Sunday, 15 January 2012

URBAN FANTASY REVIEW: Dracula's Guest: A Commisseur's Collection of Victorian Vampire Stories - Ed. Michael Sims

Release Date: 03/10/11

SYNOPSIS:

Even in the twenty-first century, the undead walk among us...Before Twilight and True Blood, vampires haunted the nineteenth century, when brilliant writers indulged their bloodthirsty imaginations, culminating in Bram Stoker's legendary 1897 novel, Dracula. Acclaimed author and anthologist Michael Sims brings together the finest vampire stories of the Victorian era in a unique collection that highlights their cultural variety.
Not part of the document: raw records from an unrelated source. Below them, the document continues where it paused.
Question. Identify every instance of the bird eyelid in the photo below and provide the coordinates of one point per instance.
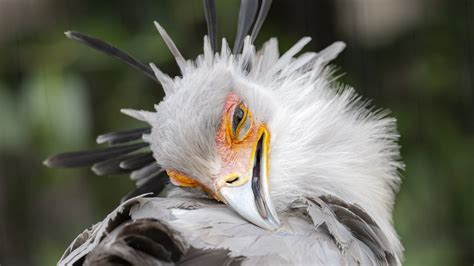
(243, 127)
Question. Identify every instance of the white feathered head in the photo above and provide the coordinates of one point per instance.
(259, 130)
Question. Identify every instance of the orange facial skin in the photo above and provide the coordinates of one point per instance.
(236, 155)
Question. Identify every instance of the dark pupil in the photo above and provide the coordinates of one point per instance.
(238, 116)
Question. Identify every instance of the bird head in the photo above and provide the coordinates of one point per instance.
(215, 133)
(258, 130)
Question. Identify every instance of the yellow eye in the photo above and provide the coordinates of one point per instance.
(240, 121)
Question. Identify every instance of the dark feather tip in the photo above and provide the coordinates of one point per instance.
(110, 50)
(88, 158)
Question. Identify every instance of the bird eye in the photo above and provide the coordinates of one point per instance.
(240, 123)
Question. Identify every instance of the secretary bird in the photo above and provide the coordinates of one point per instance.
(252, 158)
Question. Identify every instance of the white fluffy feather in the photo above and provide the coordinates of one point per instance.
(324, 137)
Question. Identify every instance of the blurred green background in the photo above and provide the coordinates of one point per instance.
(414, 57)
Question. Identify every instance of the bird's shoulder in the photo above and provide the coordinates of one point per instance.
(319, 231)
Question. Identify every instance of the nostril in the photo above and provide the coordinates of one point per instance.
(230, 181)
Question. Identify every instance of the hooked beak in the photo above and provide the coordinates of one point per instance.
(250, 197)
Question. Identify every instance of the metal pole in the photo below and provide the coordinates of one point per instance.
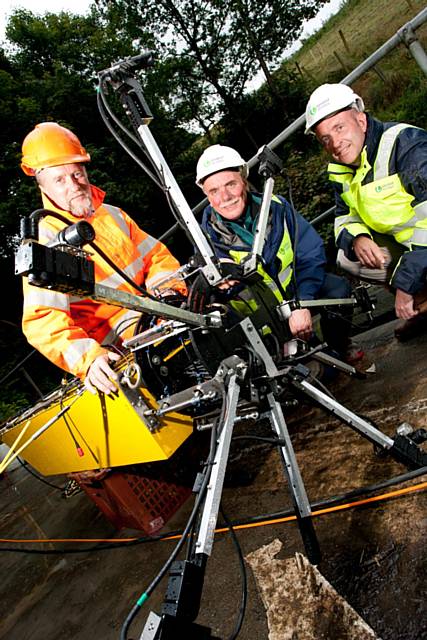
(409, 38)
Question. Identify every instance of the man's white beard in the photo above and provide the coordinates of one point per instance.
(81, 208)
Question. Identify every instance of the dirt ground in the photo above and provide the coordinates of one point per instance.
(373, 554)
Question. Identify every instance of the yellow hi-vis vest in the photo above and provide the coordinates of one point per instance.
(286, 256)
(383, 204)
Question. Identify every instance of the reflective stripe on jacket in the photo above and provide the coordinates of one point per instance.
(387, 194)
(69, 330)
(286, 229)
(382, 204)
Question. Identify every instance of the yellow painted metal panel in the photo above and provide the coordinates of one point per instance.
(111, 431)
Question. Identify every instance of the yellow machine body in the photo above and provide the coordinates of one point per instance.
(110, 430)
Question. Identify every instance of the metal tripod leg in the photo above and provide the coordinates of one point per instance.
(402, 448)
(295, 481)
(213, 495)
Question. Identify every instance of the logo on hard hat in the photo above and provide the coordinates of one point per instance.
(210, 161)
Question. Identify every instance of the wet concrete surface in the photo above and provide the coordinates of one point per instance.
(372, 554)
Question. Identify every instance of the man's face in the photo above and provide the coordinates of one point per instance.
(68, 187)
(343, 135)
(226, 192)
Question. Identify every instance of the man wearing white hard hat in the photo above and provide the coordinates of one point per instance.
(230, 221)
(379, 172)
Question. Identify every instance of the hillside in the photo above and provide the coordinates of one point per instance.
(349, 37)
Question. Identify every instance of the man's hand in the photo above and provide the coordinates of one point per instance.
(368, 252)
(100, 375)
(404, 305)
(300, 324)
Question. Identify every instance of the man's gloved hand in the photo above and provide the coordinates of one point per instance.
(368, 252)
(404, 305)
(100, 375)
(300, 324)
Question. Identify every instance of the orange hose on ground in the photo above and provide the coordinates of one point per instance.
(320, 512)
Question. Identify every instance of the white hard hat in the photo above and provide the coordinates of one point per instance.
(218, 158)
(327, 100)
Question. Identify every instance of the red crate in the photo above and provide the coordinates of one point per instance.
(145, 496)
(133, 501)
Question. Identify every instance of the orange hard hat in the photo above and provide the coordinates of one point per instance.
(50, 145)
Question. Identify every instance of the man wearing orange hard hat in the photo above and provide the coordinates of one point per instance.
(73, 333)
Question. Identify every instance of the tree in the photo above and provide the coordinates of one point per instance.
(224, 43)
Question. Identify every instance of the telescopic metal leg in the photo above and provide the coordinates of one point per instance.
(295, 481)
(401, 448)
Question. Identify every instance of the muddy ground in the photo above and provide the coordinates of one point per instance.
(373, 554)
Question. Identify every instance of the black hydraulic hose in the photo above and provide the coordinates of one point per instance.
(317, 504)
(104, 109)
(196, 508)
(243, 573)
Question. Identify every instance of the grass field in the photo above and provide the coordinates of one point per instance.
(360, 27)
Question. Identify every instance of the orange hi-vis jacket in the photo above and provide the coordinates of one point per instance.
(69, 330)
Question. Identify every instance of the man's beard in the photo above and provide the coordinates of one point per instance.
(81, 206)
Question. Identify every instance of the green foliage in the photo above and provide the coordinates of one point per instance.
(216, 47)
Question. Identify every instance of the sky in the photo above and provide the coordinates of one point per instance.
(80, 6)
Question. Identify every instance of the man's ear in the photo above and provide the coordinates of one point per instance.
(362, 120)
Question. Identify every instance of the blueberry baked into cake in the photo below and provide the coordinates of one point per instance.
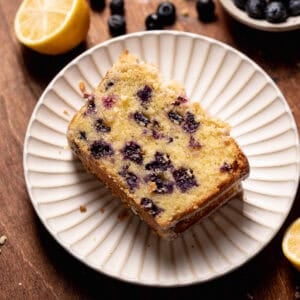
(164, 157)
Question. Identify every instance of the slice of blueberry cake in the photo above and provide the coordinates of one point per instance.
(163, 156)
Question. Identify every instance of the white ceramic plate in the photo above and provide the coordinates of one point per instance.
(291, 23)
(231, 87)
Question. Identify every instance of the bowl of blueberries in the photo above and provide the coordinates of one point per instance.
(267, 15)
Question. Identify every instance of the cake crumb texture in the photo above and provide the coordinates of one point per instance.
(161, 154)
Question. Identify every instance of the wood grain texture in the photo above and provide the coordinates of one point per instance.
(32, 264)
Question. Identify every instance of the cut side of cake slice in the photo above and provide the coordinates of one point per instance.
(162, 155)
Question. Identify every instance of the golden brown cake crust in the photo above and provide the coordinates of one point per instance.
(210, 158)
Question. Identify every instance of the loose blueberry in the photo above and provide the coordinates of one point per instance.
(256, 8)
(170, 140)
(180, 100)
(82, 135)
(109, 101)
(132, 151)
(294, 7)
(166, 12)
(116, 25)
(101, 127)
(175, 117)
(101, 149)
(240, 3)
(97, 4)
(131, 179)
(193, 143)
(161, 162)
(116, 7)
(151, 207)
(184, 179)
(141, 119)
(190, 125)
(276, 12)
(153, 22)
(108, 85)
(145, 94)
(205, 10)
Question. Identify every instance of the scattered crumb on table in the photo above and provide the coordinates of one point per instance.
(82, 208)
(123, 215)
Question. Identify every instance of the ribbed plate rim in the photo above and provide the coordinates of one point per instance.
(140, 35)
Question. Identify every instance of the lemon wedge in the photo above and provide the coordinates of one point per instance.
(52, 26)
(291, 244)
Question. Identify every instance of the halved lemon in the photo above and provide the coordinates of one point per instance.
(52, 26)
(291, 244)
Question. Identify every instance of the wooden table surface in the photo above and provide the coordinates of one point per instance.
(32, 264)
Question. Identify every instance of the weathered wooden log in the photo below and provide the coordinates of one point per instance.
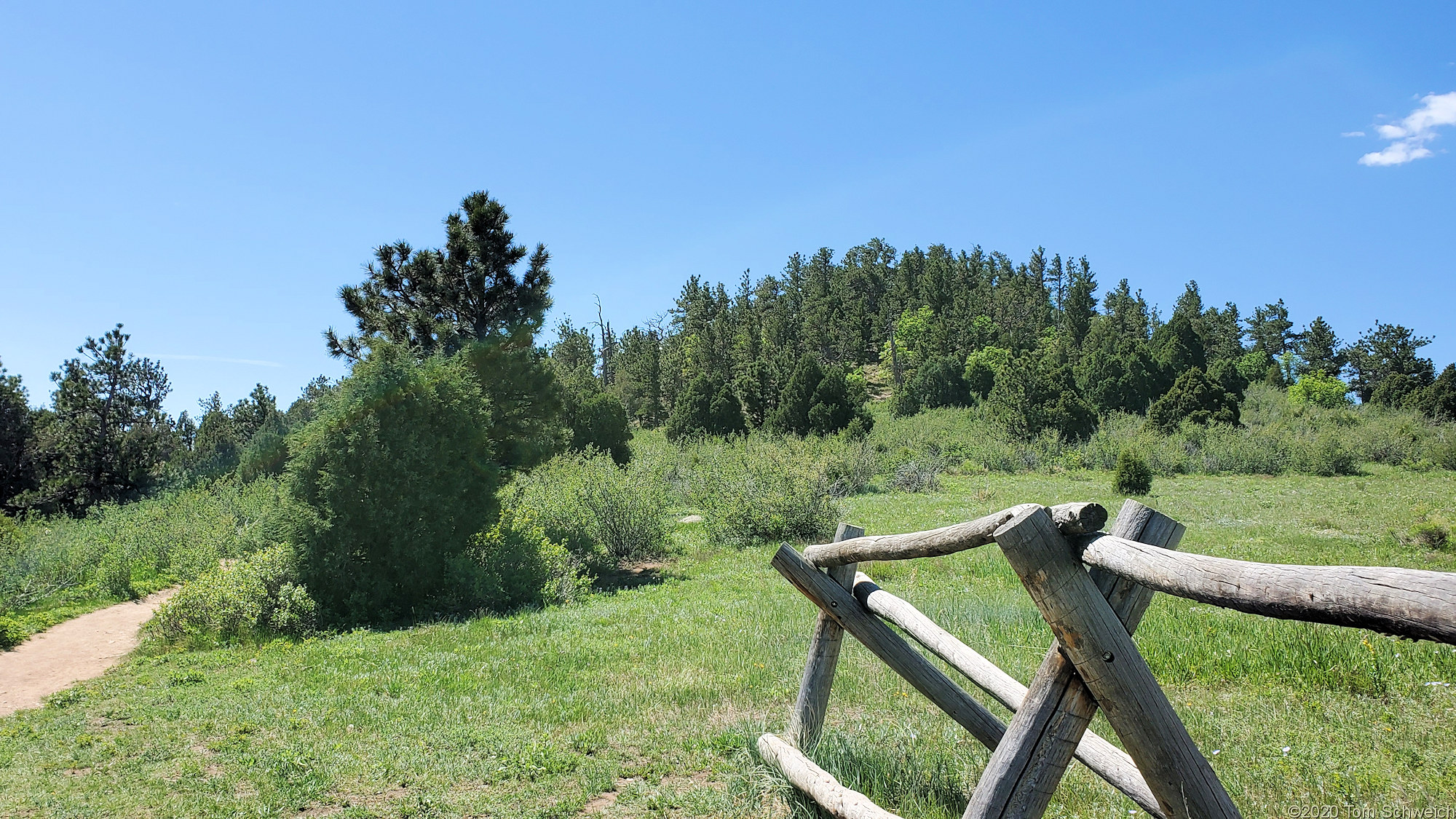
(889, 646)
(818, 783)
(1072, 518)
(1107, 660)
(1078, 518)
(1026, 768)
(1406, 602)
(985, 673)
(807, 719)
(1104, 758)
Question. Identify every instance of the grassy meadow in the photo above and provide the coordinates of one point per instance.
(657, 687)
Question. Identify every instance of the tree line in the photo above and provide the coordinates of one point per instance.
(940, 328)
(797, 353)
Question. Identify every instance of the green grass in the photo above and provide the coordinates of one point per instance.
(663, 688)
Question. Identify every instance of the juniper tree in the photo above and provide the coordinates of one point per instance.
(1385, 352)
(1320, 349)
(17, 440)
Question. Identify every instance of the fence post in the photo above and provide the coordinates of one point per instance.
(807, 719)
(1029, 764)
(1107, 660)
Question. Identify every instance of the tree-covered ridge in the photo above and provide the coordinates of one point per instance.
(940, 327)
(803, 352)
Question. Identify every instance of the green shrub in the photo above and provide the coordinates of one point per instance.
(1431, 535)
(919, 475)
(707, 407)
(515, 564)
(1326, 456)
(12, 633)
(124, 551)
(389, 483)
(1320, 389)
(1132, 475)
(602, 513)
(762, 488)
(248, 599)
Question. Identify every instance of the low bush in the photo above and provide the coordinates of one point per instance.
(515, 564)
(389, 484)
(919, 475)
(247, 599)
(602, 513)
(129, 551)
(1132, 475)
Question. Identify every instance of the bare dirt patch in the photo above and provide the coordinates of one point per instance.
(75, 650)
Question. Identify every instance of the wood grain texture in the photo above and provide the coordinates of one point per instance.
(1104, 758)
(1107, 660)
(1072, 518)
(1406, 602)
(890, 647)
(1040, 742)
(818, 783)
(807, 717)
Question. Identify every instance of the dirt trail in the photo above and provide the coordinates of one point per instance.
(75, 650)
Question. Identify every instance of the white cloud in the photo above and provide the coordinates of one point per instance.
(254, 362)
(1409, 136)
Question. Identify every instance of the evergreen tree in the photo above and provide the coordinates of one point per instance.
(640, 375)
(1438, 401)
(1034, 395)
(439, 301)
(218, 448)
(599, 420)
(1080, 306)
(18, 467)
(1222, 333)
(1195, 398)
(940, 382)
(707, 407)
(110, 438)
(1270, 328)
(1177, 347)
(982, 369)
(726, 413)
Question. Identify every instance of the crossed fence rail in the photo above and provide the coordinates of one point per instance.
(1093, 587)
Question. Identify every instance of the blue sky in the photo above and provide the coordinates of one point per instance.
(212, 175)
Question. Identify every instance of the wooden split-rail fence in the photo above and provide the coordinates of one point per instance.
(1093, 589)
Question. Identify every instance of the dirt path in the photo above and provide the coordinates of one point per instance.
(75, 650)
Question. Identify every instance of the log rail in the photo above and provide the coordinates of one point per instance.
(1093, 587)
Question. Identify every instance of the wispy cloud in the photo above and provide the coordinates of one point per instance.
(184, 357)
(1409, 136)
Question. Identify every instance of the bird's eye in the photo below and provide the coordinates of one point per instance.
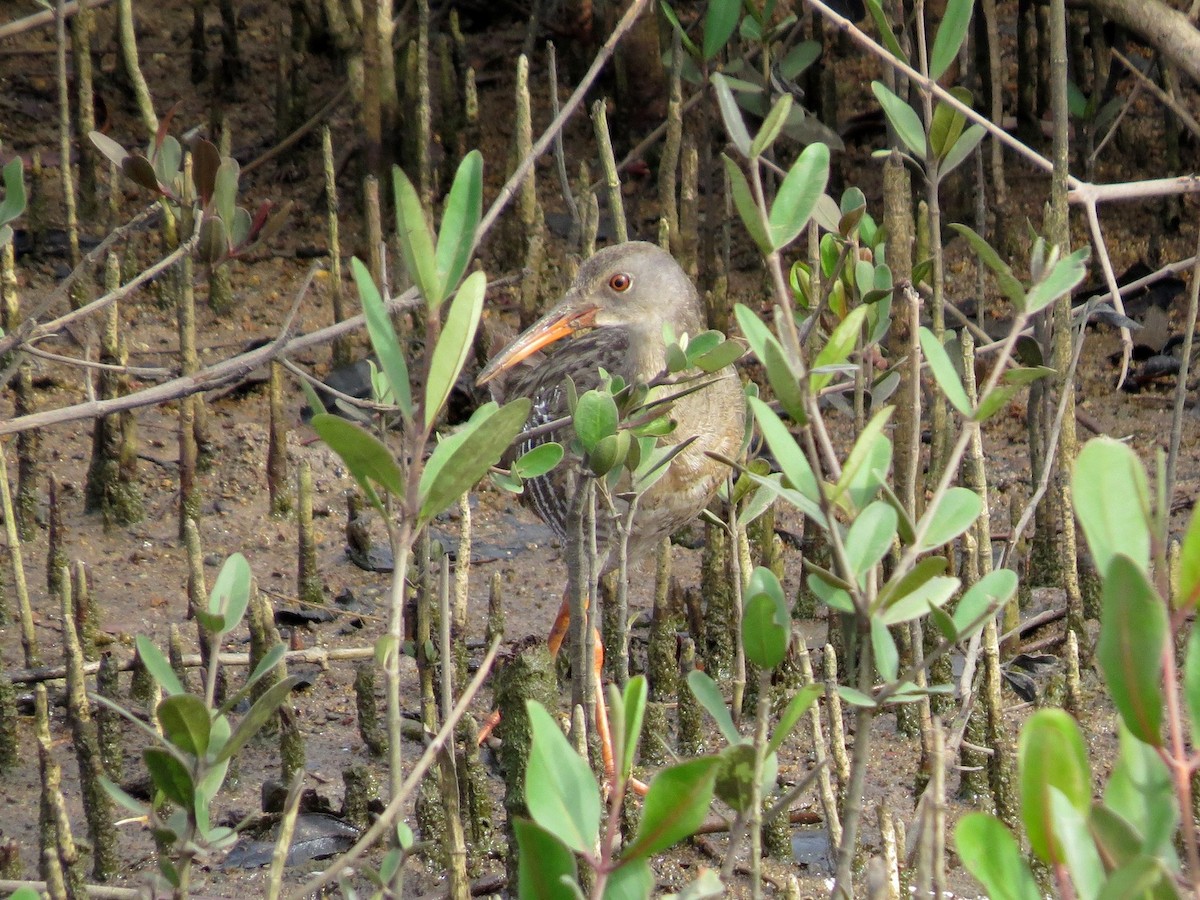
(621, 282)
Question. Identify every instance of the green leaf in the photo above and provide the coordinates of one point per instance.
(792, 461)
(157, 666)
(454, 343)
(1141, 793)
(231, 592)
(839, 346)
(948, 124)
(546, 868)
(772, 125)
(1078, 847)
(705, 690)
(1009, 285)
(797, 196)
(1192, 678)
(561, 791)
(630, 881)
(906, 607)
(259, 713)
(366, 457)
(1113, 503)
(949, 37)
(1134, 630)
(720, 19)
(796, 707)
(1066, 274)
(463, 209)
(171, 777)
(635, 712)
(993, 856)
(539, 461)
(762, 636)
(461, 460)
(186, 723)
(943, 371)
(886, 33)
(903, 119)
(957, 511)
(869, 538)
(724, 354)
(113, 151)
(856, 697)
(967, 142)
(730, 113)
(225, 189)
(688, 43)
(1050, 754)
(867, 463)
(780, 375)
(1141, 877)
(417, 240)
(921, 573)
(383, 337)
(743, 201)
(595, 418)
(13, 204)
(675, 807)
(887, 657)
(989, 593)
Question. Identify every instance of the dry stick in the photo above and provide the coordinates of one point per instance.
(383, 823)
(1163, 97)
(132, 69)
(28, 635)
(317, 655)
(573, 103)
(669, 163)
(341, 347)
(238, 366)
(828, 801)
(1181, 387)
(609, 167)
(29, 329)
(202, 381)
(1079, 191)
(837, 727)
(564, 179)
(287, 828)
(100, 892)
(69, 198)
(448, 768)
(40, 19)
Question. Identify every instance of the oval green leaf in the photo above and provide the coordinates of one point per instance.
(1050, 754)
(463, 209)
(1134, 631)
(186, 723)
(675, 807)
(903, 118)
(561, 791)
(454, 343)
(1113, 503)
(797, 196)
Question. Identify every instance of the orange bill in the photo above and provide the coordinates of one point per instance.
(556, 324)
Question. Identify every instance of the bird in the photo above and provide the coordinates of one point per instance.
(612, 318)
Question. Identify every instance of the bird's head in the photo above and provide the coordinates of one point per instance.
(635, 286)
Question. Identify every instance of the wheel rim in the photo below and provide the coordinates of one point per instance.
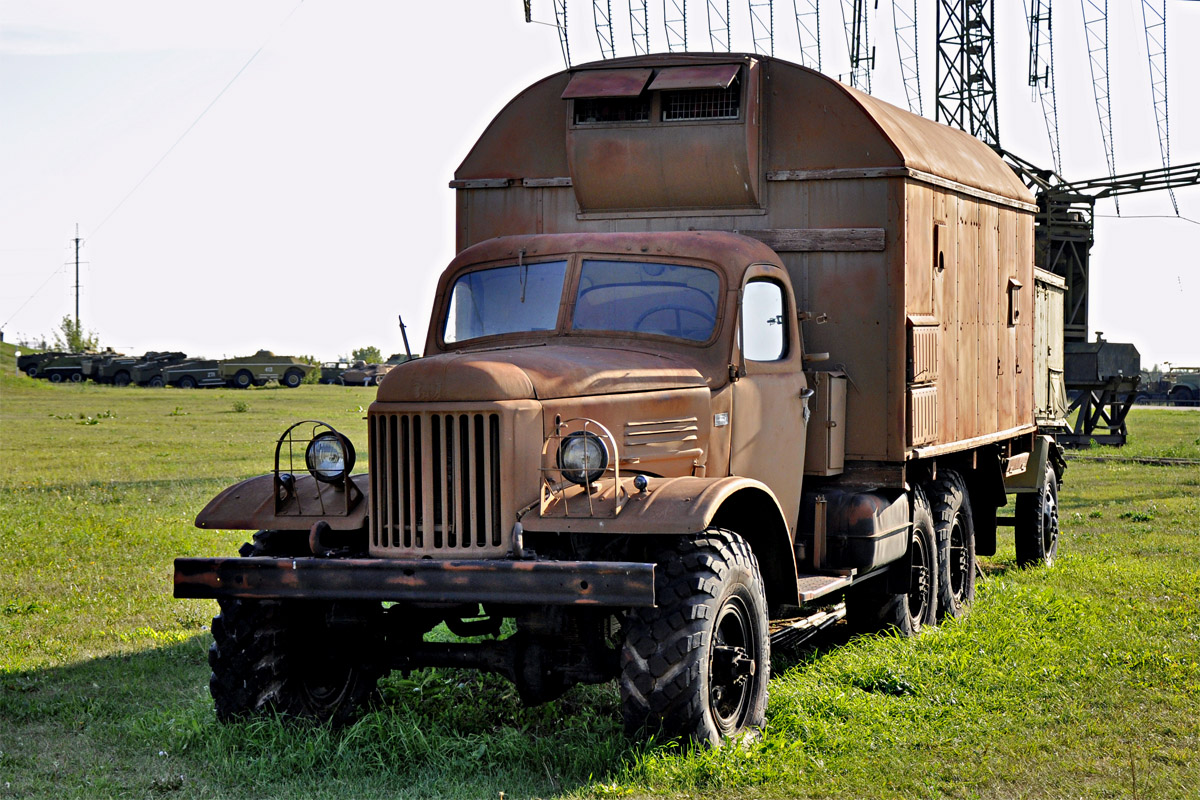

Beginning with the supposedly true accounts that captivated Byron and Shelley, the stories range from Aleksei Tolstoy's tale of a vampire family to Fitz James O'Brien's invisible monster to Mary Elizabeth Braddon's rich and sinister widow, Good Lady Ducayne. Sims also includes a nineteenth-century travel tour of Transylvanian superstitions, and finishes the collection with Stoker's own Dracula's Guest - a chapter omitted from his landmark novel. Vampires captivated Victorian society, and these wonderful stories demonstrate how Romantic and Victorian writers refined the raw ore of peasant superstition into a whole vampire mythology of aristocratic decadence and innocence betrayed.


REVIEW:

If you’re a firm fan of many of the modern vampire stories, you really have to read these as they’re just as frightening and eerie as the modern counterparts. They have something for everyone from masters of the genre whether you want the calculating vampire or a lonely vamp or even a good old fashioned noble undead you’ve got some in here as well.

Add to this solid writing, a whole host of talent, great prose alongside dialogue and this is true value for money for any fan of the living dead. A cracking read and a wonderful addition to anyone shelves.